Полусонный Николай Ребров жадно ел и пил: хлеб, молоко, соленые прокисшие огурцы, картошку. Чем больше ел, тем сильней наваливался сон.
— Кусай, чего же ты! — кажется, Егоров, его голос, его смех.
И Лука сидит, и дед.
Николай очнулся, откусил засунутый в рот кусок, пожевал и — куда-то все исчезло.
* * *
Все четверо проснулись, как один. Лежали на полу, на сене. Толстолобый кот, мурлыкая, переходил от одного к другому и с родственным гостеприимством терся о щеки беглецов. Николай поднялся. Утро. Старуха топит печь. Старик истово молится перед образом, шепча молитву и почесывая из'еденный клопами зад.
— Вот так штука. Никак целые сутки спали, — потянулся Николай.
— Сутки? — заулыбался дед. — Нет прибавь, — перекрестился он и поклонился в землю. — Третьего дня легли…
— Ловко, — сказал Лука. — Выходит, двое суток?
Илюшин засмеялся и дернул кота за хвост.
— Так и есть — двое суток. А Панфил гонял верхом на озеро… крестник-то мой, Панфил Кольцов, это верно… Того же утра гонял… Ку-да! Нешто сыщешь? Туман… Такой ли туманище, как молоко. Третьи сутки туман. Что ты будешь делать.

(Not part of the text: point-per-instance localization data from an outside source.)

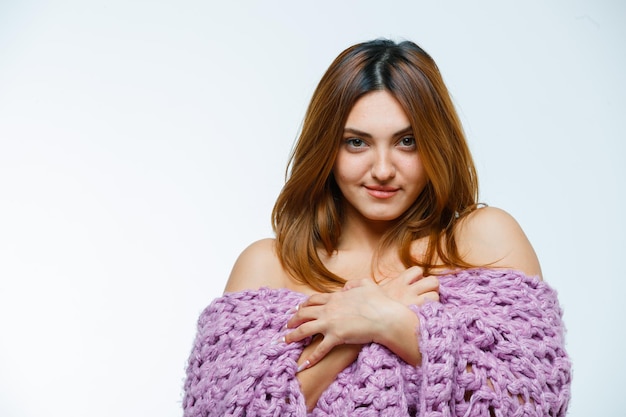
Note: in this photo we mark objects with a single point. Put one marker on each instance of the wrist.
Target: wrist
(399, 333)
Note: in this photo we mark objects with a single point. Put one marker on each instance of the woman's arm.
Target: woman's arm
(491, 237)
(362, 313)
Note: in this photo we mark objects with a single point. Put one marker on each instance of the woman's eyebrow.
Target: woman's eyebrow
(360, 133)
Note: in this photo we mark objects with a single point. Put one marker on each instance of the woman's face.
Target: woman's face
(378, 168)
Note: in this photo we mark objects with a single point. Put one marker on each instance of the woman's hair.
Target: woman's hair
(307, 216)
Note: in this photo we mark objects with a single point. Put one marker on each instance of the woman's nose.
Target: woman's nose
(383, 168)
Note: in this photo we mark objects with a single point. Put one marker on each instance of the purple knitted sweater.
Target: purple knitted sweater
(493, 345)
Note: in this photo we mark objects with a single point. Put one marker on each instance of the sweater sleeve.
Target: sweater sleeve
(234, 368)
(493, 346)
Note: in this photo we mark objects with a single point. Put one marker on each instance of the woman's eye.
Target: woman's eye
(407, 141)
(355, 143)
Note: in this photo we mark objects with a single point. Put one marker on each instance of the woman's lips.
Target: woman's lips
(381, 191)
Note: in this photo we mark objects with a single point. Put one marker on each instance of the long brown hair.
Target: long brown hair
(307, 216)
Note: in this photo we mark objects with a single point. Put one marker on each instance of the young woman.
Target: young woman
(388, 289)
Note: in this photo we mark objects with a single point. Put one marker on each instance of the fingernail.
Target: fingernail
(303, 366)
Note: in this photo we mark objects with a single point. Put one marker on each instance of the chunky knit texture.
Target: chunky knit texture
(493, 345)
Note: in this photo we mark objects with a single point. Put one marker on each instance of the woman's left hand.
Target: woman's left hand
(358, 315)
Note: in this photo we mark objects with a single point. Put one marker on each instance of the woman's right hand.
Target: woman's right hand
(411, 287)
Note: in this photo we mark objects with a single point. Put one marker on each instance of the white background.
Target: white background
(142, 146)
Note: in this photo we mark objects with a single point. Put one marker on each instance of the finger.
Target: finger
(318, 354)
(303, 331)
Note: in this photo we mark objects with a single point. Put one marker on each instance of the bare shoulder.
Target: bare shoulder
(257, 266)
(492, 237)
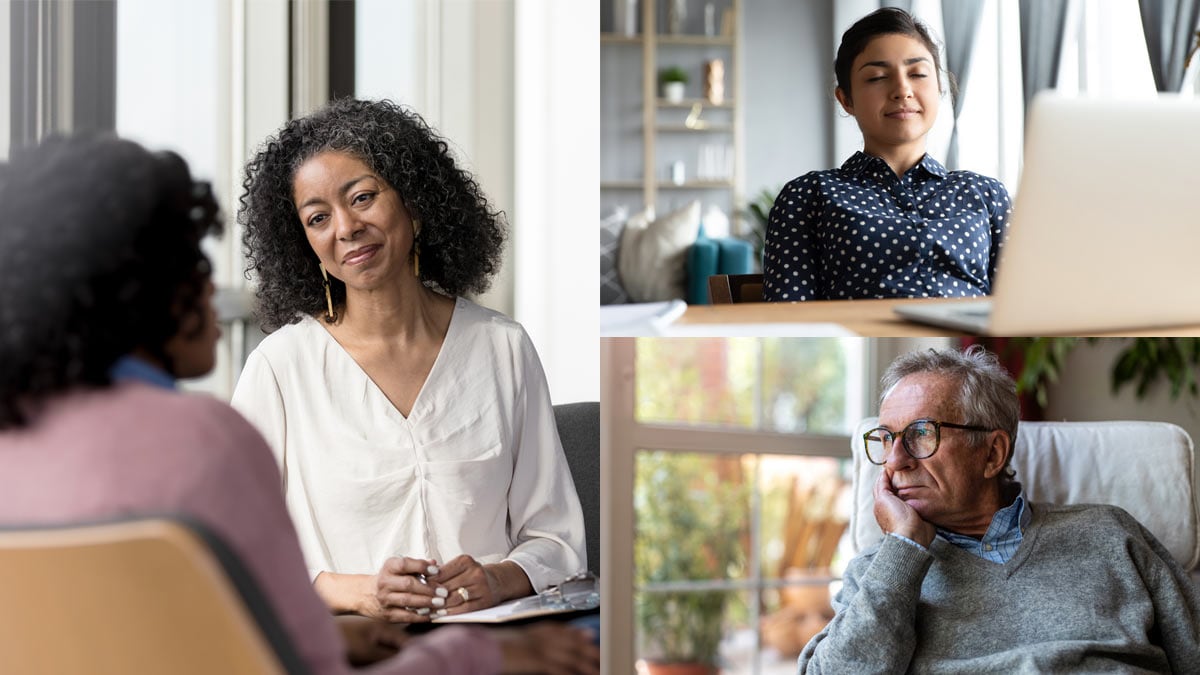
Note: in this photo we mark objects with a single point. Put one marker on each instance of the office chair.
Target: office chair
(579, 429)
(148, 595)
(1145, 467)
(725, 288)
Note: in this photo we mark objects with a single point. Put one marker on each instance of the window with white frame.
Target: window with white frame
(741, 457)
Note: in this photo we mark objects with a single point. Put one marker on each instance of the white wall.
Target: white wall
(502, 81)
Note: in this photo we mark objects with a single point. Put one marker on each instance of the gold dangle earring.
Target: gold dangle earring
(417, 249)
(330, 317)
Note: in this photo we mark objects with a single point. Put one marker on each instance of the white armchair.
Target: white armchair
(1145, 467)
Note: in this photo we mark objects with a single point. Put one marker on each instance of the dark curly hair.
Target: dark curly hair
(461, 238)
(887, 21)
(100, 254)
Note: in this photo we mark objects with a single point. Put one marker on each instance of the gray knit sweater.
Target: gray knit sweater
(1090, 590)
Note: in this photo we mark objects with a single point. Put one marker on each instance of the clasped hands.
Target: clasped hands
(414, 590)
(894, 515)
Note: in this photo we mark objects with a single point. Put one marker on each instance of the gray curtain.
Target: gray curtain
(1170, 28)
(961, 23)
(1042, 27)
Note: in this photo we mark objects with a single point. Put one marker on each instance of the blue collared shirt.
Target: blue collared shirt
(1003, 536)
(132, 368)
(1000, 542)
(861, 232)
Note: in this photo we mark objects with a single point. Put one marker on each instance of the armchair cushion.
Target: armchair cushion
(707, 257)
(611, 291)
(654, 254)
(1145, 467)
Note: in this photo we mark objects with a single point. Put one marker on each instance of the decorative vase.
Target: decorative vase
(714, 82)
(677, 13)
(673, 91)
(624, 17)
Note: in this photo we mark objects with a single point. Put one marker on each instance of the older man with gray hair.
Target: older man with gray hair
(970, 577)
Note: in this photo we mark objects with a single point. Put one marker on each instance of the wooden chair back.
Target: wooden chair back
(725, 288)
(156, 595)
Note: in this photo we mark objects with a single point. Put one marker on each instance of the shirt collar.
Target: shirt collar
(1008, 521)
(862, 163)
(133, 368)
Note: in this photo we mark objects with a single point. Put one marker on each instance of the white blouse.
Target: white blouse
(477, 467)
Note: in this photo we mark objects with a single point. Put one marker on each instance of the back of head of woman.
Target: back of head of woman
(100, 257)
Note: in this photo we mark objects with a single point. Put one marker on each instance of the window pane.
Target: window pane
(805, 512)
(787, 384)
(691, 517)
(687, 627)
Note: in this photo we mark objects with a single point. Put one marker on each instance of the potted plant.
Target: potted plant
(690, 527)
(757, 216)
(673, 79)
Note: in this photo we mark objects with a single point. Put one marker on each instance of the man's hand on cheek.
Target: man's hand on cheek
(894, 515)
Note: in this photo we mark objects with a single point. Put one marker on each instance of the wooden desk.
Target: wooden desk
(873, 318)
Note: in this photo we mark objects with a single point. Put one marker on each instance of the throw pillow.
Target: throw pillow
(611, 291)
(653, 260)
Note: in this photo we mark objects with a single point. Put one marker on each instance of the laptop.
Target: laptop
(1105, 227)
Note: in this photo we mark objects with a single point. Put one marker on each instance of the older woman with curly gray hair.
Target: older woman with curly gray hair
(414, 429)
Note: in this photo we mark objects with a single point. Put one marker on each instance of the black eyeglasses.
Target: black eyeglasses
(919, 438)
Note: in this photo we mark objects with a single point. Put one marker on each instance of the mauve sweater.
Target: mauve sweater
(136, 448)
(1090, 590)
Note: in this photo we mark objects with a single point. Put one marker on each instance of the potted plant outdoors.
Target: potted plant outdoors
(691, 524)
(673, 79)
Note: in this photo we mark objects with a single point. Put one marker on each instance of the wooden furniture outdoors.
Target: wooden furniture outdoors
(726, 288)
(811, 533)
(157, 595)
(871, 318)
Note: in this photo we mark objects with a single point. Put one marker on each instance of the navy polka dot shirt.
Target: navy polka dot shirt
(861, 232)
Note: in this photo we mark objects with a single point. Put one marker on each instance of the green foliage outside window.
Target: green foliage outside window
(691, 525)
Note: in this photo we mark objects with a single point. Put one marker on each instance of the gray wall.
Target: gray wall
(787, 47)
(787, 52)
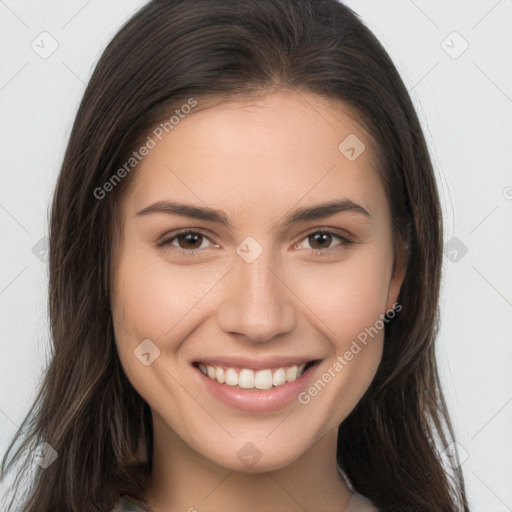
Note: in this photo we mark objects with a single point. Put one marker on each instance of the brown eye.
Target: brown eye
(323, 241)
(320, 240)
(190, 240)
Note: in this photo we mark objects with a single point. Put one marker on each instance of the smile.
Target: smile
(247, 378)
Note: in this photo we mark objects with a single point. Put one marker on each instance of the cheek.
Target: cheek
(348, 296)
(155, 300)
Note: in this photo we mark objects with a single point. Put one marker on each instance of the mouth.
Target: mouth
(254, 378)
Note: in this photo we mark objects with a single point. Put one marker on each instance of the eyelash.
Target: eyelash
(194, 252)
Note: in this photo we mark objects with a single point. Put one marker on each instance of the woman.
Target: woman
(245, 252)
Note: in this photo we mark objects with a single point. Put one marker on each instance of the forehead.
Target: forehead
(272, 151)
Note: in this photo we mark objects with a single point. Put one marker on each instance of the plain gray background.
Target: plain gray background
(455, 59)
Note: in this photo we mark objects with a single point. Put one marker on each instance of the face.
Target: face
(254, 280)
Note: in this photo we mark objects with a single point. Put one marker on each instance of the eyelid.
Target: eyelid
(167, 238)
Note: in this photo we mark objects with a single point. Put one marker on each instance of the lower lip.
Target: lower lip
(258, 400)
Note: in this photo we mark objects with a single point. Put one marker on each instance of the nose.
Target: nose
(257, 302)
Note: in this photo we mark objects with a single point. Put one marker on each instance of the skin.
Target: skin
(256, 160)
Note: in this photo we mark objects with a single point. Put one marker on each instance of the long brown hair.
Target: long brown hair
(170, 51)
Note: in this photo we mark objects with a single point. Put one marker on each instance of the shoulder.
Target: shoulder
(359, 503)
(127, 504)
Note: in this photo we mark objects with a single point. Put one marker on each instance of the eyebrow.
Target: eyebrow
(303, 214)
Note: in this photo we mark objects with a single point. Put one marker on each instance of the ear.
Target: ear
(399, 271)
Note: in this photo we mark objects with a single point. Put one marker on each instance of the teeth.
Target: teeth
(250, 379)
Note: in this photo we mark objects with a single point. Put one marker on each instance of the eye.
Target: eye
(321, 240)
(188, 242)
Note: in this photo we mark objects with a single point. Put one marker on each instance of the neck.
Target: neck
(182, 479)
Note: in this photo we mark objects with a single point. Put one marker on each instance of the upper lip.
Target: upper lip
(258, 363)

Сердце Николая заскребли когтями. Он встал, попросил у деда зипун и вышел на берег. Густой туман стоял в деревне и в лесу. И все Пейпус-озеро закутано туманом. Николай прислонился спиной к сосне и тяжко задышал. Пред ним поплыла вся жизнь в Эстонии: генерал, Варя, сестра Мария, поручик Баранов. Какая мучительная комедия, какая пустота! Не сон ли это? Может быть, сон и Пейпус-озеро, и туман, и дед, — все сон? Нет. Он опять в родных лесах, вот он спрашивает свое сердце, пытается прочесть грядущую свою судьбу, — ведь круг юных дней его завершен, концы сомкнулись, — и от этой грани, из этих береговых туманов он должен твердо вступить на крестный путь, может быть, похожий на стезю к Голгофе. Горб опыта и мертвящая пустота минувших дней лишь открыла ему глаза на прошлое, но чья рука поведет его на простор новой жизни, новых человеческих взаимоотношений? А вдруг и там такой же седой туман, как здесь?
И, как отбившийся от стаи лебедь, он вдруг почувствовал в тумане своего сердца призывный клич. Дрожащими руками он выхватил из записной, уцелевшей книжки письмо поручика Баранова и жадно, залпом перечел его. Да, да… Вот по какой стезе он должен направить свой полет.
Николай медленно сложил письмо, уставился долгим взглядом в снег. Большие мысли не всплывали в утомленном взбаламученном мозгу, сердце юноши в тумане, и голову обносил туман. Сердце ныло о другом. И прежде всего…
— Сидоров, прощай!!
«Про-а-а-а-й!» — откликнулся туман и лес.